Un’operazione della Gdf di Prato, coordinata dalla Dda di Firenze, ha portato all’esecuzione di 12 arresti , sei in carcere e sei ai domiciliari, in un’inchiesta con un totale di sessanta indagati in cui si contestano reati di associazione a delinquere finalizzata a riciclaggio, autoriciclaggio, emissione di fatture per operazioni inesistenti nonché reati di intestazione fittizia di beni, contraffazione di documenti di identità e sostituzione di persona.
Il sodalizio riciclava proventi degli affari criminali della “famiglia mafiosa di Corso dei Mille” di Palermo, capeggiata da Pietro Tagliavia, condannato con sentenza irrevocabile per associazione mafiosa, figlio di Francesco Tagliavia, a suo tempo condannato all’ergastolo per le stragi di via d’Amelio a Palermo e via de’ Georgofili a Firenze. Ricostruito un flusso illecito di denaro per circa 150 milioni di euro.

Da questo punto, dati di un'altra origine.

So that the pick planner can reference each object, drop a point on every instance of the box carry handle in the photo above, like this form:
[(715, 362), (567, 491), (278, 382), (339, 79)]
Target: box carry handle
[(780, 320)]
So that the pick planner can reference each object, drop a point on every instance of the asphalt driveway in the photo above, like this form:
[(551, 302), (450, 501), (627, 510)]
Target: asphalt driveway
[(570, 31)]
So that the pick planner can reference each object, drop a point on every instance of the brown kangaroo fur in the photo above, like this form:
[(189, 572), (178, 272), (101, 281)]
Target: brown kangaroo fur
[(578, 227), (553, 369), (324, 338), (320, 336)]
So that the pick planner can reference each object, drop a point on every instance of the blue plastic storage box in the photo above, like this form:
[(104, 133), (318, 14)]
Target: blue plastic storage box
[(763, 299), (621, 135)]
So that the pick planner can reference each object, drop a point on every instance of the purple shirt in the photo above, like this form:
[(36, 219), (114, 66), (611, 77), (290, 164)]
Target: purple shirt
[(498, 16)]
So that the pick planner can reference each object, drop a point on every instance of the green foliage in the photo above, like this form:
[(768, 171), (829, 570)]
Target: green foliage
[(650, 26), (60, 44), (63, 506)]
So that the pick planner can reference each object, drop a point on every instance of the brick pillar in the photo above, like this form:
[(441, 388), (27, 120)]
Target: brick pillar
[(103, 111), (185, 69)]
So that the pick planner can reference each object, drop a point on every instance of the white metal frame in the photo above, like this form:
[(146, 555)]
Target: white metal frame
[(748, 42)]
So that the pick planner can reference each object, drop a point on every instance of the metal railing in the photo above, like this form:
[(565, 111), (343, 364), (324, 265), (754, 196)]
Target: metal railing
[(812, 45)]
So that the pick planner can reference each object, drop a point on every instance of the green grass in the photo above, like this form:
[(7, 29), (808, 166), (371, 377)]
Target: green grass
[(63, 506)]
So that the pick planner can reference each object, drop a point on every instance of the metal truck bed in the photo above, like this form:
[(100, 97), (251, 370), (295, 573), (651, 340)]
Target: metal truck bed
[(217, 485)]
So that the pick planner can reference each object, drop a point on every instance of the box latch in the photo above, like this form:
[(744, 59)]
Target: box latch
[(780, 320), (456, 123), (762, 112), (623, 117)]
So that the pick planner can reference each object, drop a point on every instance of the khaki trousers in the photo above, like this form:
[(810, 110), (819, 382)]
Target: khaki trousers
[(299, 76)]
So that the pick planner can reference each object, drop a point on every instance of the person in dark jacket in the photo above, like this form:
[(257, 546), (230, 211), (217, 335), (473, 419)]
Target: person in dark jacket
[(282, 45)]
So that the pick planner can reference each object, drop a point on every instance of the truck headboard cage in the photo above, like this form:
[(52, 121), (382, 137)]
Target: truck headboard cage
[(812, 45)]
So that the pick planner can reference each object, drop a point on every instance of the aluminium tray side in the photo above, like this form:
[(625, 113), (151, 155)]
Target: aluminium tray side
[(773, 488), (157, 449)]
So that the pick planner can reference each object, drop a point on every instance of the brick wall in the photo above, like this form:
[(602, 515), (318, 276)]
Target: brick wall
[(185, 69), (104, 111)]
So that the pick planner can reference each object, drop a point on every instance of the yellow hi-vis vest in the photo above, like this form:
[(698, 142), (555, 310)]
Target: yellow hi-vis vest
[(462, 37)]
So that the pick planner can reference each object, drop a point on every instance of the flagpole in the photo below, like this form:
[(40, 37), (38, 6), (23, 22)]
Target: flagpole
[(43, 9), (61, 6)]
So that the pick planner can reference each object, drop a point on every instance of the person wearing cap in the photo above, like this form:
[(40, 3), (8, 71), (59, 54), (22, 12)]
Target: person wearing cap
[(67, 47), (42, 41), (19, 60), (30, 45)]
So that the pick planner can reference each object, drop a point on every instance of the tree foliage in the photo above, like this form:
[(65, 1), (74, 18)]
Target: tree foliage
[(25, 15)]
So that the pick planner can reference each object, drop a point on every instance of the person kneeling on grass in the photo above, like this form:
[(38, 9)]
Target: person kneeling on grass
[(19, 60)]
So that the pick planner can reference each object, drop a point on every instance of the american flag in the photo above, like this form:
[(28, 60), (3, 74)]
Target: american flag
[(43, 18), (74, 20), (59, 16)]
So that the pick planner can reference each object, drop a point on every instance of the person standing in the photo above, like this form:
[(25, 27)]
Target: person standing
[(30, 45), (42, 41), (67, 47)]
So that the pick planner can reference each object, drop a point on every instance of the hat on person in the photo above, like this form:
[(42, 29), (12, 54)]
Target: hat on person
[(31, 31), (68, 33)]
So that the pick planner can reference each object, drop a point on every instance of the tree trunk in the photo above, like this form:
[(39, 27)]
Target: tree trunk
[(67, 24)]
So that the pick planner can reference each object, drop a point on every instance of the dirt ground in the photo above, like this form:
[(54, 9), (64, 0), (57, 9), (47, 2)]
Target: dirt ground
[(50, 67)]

Le indagati, secondo quanto accertato dagli inquirenti, si erano messi a completa disposizione di Pietro Tagliavia, nel periodo in cui egli era detenuto nella casa circondariale di Prato, tanto da reperirgli nel 2017 un’abitazione in Campi Bisenzio (Firenze) dove aveva poi scontato gli arresti domiciliari e da fornirgli, clandestinamente, un telefono con il quale mantenere i contatti anche con i propri sodali in Sicilia.
La provenienza dalla Sicilia di parte del denaro riciclato ha trovato conferma anche in molte conversazioni telefoniche intercettate e nei successivi riscontri investigativi.
Inoltre sono stati rilevati movimenti di denaro, evidentemente ‘ripulito‘, a favore del capo-cosca palermitano. Il riciclaggio ha riguardato anche i proventi dei reati di emissione ed utilizzo di fatture per operazioni inesistenti, commessi sia nell’ambito dei rapporti tra le imprese gestite dall’organizzazione che a favore di aziende ad essa estranee; queste ultime versavano, tramite bonifico, il corrispettivo degli importi falsamente fatturati, che tornavano poi nella loro disponibilità, in contanti, decurtati della percentuale del 10% a titolo di commissione. In virtù di tali operazioni, che gli stessi indagati chiamavano, nelle conversazioni intercettate, ‘fantasmini’ le imprese beneficiarie estranee all’organizzazione.